I don’t count the WHI low-fat diet trial, because that was aimed at preventing heart disease and cancer, not losing weight.

3
The Elusive Benefits of Exercise

Imagine you’re invited to a celebratory dinner. The chef’s talent is legendary, and the invitation says that this particular dinner is going to be a feast of monumental proportions. Bring your appetite, you’re told—come hungry. How would you do it?

You might try to eat less over the course of the day—maybe even skip lunch, or breakfast and lunch. You might go to the gym for a particularly vigorous workout, or go for a longer run or swim than usual, to work up an appetite. You might even decide to walk to the dinner, rather than drive, for the same reason.

Now let’s think about this for a moment. The instructions that we’re constantly being given to lose weight—eat less (decrease the calories we take in) and exercise more (increase the calories we expend)—are the very same things we’ll do if our purpose is to make ourselves hungry, to build up an appetite, to eat more. Now the existence of an obesity epidemic coincident with half a century of advice to eat less and exercise more begins to look less paradoxical.
*

We’ve seen the problems with eating less to produce weight loss. Now let’s examine the flip side of the calories-in/calories-out equation. What happens when we increase our energy expenditure by upping our level of physical activity?
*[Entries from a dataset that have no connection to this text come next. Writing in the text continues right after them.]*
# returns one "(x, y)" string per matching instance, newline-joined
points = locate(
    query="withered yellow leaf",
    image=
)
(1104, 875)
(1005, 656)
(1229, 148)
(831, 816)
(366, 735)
It’s now commonly believed that sedentary behavior is as much a cause of our weight problems as how much we eat. And because the likelihood that we’ll get heart disease, diabetes, and cancer increases the fatter we become, the supposedly sedentary nature of our lives is now considered a causal factor in these diseases as well. Regular exercise is now seen as an essential means of prevention for all the chronic ailments of our day (except, of course, those of joints and muscles that are caused by excessive exercise).